People really do have to know about how difficult a puppy can be on your nerves. Yours truly had no real experience with having a dog when we adopted one, and were it not for the experience my wife had with puppies (having grown up in a house that always had three or four dogs living in it, along with cats, ducks and gawd only knows what else), there is no way I would have been prepared for all that chewing. Got on my nerves anyway.
Took a month, but the dog is mostly out of it, as far as chewing on non-toy type stuff. Now she mostly takes it out on her toys. Life here is much easier.
And this dog came to us housebroken. (I still can’t figure out how you house train a six week old puppy, but this one was. To this day she has not pooped in the house even once, even when she had diarrhea. Amazing.) She’s also, it seems to this inexperienced pet person, amazingly intelligent. I can’t imagine having to house train a dog while at the same time dealing with all that chewing.
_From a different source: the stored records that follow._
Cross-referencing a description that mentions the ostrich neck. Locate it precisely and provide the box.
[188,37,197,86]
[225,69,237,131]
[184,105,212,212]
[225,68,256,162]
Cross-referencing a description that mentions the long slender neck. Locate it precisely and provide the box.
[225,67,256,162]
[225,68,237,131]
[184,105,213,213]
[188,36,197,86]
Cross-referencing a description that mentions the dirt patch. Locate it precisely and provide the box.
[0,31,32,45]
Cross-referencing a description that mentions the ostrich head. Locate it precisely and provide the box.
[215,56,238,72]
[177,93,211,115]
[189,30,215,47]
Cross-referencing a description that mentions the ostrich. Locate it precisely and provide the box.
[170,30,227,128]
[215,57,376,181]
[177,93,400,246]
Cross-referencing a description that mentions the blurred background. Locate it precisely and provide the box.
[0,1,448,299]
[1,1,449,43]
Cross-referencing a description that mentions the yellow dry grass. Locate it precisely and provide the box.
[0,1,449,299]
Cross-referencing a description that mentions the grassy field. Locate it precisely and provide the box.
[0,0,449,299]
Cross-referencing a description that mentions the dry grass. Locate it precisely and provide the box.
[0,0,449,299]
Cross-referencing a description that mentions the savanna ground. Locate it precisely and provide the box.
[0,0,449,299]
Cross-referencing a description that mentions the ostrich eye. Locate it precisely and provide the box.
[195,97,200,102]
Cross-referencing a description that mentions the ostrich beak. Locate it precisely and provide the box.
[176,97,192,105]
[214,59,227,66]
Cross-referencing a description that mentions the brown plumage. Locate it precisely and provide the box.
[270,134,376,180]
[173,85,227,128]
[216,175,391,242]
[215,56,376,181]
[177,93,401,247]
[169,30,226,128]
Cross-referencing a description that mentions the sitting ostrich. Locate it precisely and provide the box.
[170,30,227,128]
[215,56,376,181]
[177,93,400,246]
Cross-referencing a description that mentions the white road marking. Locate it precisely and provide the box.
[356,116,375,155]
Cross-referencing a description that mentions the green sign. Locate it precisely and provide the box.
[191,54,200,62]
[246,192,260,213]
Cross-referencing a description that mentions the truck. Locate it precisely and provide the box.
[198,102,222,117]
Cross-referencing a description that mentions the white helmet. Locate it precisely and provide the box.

You really do have to know what you’re getting into.
My cat adopted us 12 years ago after having been abandoned because he peed all over everything (I assume). If the dumb-fucks who owned him had just took him to the vet, they would have found out that he had a urinary tract infection. Or perhaps they did find out, but didn’t feel like going through all the trouble of cureing him. It was a little costly, and not at all fun (involved shots and special food), but we got him back to health. He has been the best little guy you could ever want.
A couple years ago, tho, we discovered the iceing on the cake. We had some x-rays done to see if he had an ulcer (from his stressful life of sitting in sunbeams) and found out he had a bb stuck in his thigh! Either some sick fuck decided to use him for target practice, or his old owners wanted to make sure he wouldn’t come back. Just pisses me off. He was only a year old! Just a kitten! God damn people.